顏灼也趕緊跟著點頭,心裏卻冷笑:和睦?是啊,和睦地想著怎麽拐跑你的皇後呢!

賞花宴結束後,皇帝竟罕見地擺駕去了長春宮,說是要與皇後手談一局。

顏灼回到昭陽宮,心裏卻像揣了只兔子,七上八下。皇帝突然去長春宮,真的只是下棋?會不會又有什麽試探?姐姐能應付嗎?
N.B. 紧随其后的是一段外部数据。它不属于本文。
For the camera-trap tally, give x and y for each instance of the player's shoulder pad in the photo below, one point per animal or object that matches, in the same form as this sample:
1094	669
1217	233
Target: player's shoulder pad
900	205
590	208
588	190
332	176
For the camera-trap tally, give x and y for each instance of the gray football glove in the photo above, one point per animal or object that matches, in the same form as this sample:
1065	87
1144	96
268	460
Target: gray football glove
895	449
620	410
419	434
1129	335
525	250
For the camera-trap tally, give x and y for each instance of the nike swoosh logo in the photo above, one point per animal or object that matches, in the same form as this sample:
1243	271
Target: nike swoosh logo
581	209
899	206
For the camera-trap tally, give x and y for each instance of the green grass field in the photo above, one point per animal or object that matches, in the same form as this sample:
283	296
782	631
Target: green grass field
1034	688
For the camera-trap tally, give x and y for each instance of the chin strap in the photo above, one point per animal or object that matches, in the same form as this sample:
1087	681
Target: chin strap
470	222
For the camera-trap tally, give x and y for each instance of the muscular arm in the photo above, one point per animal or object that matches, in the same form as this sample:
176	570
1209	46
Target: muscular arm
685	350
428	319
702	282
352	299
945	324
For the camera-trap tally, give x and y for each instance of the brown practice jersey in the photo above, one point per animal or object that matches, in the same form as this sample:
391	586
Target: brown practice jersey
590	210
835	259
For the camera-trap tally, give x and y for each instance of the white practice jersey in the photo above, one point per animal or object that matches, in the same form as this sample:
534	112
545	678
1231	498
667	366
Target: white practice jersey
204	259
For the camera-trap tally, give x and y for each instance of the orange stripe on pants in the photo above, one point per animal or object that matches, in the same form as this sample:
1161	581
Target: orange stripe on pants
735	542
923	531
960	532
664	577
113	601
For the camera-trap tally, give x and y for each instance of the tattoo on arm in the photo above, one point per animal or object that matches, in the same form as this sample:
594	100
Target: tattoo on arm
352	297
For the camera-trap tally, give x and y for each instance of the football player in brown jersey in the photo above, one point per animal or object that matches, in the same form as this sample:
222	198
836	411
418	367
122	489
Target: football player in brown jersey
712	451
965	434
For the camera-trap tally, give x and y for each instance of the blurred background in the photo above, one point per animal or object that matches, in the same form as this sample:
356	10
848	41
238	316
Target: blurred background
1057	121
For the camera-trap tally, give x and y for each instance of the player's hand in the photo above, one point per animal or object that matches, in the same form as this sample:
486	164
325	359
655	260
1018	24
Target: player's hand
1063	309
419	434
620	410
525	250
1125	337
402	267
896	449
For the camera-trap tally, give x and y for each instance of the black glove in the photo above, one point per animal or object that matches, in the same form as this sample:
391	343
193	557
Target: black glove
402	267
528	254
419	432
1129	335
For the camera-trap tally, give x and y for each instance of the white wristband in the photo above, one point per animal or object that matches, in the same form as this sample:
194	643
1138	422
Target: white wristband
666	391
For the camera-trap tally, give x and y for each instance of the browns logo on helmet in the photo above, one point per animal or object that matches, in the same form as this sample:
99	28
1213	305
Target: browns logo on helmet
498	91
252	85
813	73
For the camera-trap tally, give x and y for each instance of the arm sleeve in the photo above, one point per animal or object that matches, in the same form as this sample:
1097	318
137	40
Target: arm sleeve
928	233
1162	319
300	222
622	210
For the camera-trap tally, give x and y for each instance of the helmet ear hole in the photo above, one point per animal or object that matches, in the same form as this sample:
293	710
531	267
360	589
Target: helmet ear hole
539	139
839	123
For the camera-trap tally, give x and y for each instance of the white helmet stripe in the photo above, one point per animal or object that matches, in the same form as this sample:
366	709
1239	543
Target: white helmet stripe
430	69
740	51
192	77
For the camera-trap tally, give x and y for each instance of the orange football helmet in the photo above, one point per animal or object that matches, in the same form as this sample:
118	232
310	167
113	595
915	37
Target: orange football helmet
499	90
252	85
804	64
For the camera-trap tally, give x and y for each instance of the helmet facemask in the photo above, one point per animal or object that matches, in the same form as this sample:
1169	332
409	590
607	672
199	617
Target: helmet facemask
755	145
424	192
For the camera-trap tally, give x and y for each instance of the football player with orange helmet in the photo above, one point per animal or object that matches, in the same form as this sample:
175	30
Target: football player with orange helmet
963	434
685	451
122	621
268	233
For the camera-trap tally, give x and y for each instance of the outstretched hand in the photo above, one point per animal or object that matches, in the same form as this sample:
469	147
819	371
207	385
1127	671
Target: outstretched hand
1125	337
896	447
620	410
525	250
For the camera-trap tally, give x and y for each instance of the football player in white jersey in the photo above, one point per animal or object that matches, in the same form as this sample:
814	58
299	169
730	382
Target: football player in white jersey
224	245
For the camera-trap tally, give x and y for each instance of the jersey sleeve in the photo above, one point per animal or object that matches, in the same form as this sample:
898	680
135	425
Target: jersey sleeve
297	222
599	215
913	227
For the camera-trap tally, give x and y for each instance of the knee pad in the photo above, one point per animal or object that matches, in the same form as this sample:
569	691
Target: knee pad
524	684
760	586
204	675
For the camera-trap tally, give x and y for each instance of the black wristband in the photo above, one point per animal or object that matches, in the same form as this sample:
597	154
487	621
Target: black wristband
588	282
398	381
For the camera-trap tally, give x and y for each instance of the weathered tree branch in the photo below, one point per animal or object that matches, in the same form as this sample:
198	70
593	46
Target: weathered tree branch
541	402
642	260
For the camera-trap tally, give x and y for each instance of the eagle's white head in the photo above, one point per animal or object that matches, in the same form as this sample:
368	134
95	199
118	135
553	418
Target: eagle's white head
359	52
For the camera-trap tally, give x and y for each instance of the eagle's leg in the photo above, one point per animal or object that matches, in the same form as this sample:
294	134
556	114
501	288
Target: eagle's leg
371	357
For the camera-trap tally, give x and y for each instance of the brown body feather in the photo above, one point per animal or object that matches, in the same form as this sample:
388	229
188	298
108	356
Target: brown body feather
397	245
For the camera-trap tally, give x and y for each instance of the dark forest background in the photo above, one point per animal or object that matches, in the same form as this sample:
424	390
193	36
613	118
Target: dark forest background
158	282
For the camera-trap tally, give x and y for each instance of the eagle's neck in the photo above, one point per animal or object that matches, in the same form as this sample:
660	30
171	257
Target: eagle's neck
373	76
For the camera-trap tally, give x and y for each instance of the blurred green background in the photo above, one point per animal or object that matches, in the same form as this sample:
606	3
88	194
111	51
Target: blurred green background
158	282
她坐立不安,在殿內踱來踱去,連最愛的話本子都看不進去。

直到掌燈時分,長春宮那邊才傳來消息,說陛下已經起駕回乾清宮了。

顏灼立刻跳起來:“更衣!本宮要去給皇後娘娘請安!”借口她都找好了——白日賞花時似乎掉了只耳墜,去找找!

她風風火火地趕到長春宮,甚至等不及通傳,便提著裙子跑了進去。

內殿燈火通明,虞挽棠正獨自一人坐在窗邊,對著棋盤,指尖夾著一枚黑子,似在覆盤。聽到腳步聲,她擡起頭。

“姐姐!”顏灼幾步沖到榻前,也顧不得禮儀,抓住她的手腕,上下打量,“你沒事吧?他沒為難你吧?”

虞挽棠看著她急得鼻尖都冒汗的模樣,放下棋子,反手握住她的手,輕輕搖頭:“無事。只是下棋。”

顏灼仔細看著她的神色,確認她真的無恙,才長長松了口氣,腿一軟,差點坐在地上,被虞挽棠拉著在身邊坐下。

“嚇死我了……”她拍著胸口,心有餘悸,“他突然過來,我還以為……”

“以為什麼?”虞挽棠看著她,眸光在燈下柔和,“以為我會改變主意?”

顏灼抿著嘴,不說話,只是更緊地抓住了她的手。

虞挽棠任由她抓著,另一只手輕輕拂過棋盤,將上面的棋子一顆顆收回棋罐,聲音平靜卻有力:“棋局已開,落子無悔。”

她擡起眸,看向顏灼,眼底是清晰的堅定和承諾:“我說過,不會太久了。”

顏灼望進她那深不見底卻盛滿自己倒影的眸子裏,所有的不安和焦躁瞬間被撫平。她重重點頭,將腦袋靠在她肩上:“嗯!我信姐姐!”

窗外月色如水,室內燭火溫暖。

棋盤上的殘局已被收起,而她們共同布下的那盤大棋,正一步步走向終局。

希望或許渺茫,前路註定艱險。

但執手之人未曾猶豫,便已足夠。